Ken Tyacke, of the city of Marysville Public Works Department, makes one of several stops on Cedar Avenue Jan 23, to map out its features with the device attached to the cab of his car. - Kirk Boxleitner
Ken Tyacke, of the city of Marysville Public Works Department, makes one of several stops on Cedar Avenue Jan 23, to map out its features with the device attached to the cab of his car.
— image credit: Kirk Boxleitner

MARYSVILLE — Marysville residents might have spotted a unique vehicle making its rounds through much of the city recently.

A city of Marysville Public Works Department car, outfitted with a small but distinctive piece of electronic equipment atop its cab, had surveyed roughly 65 percent of the city's streets by Jan. 23, when it drove past The Marysville Globe offices on Cedar Avenue.

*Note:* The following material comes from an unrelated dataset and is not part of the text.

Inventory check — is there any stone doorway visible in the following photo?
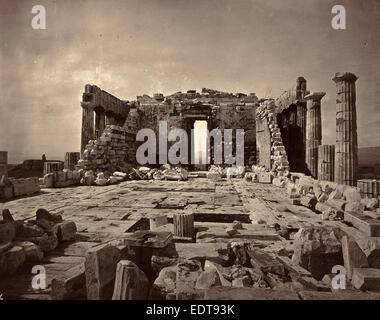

"This GPS unit maps out things like wheelchair ramps, patches of grass, cracks in the sidewalk and other features," said Ken Tyacke, the car's driver and an employee of the city's streets department. "That data then gets fed into a computer, which helps us plan out which areas of maintenance and improvement need to be taken care of first."

Looking ahead to the following week, Tyacke anticipated that the downtown streets would require more time to survey, since their advanced age results in a greater number of features to scan, whereas with relatively newer areas, "I was done with the Costco pretty quick."

As of press time, Tyacke expected to complete his work within another week.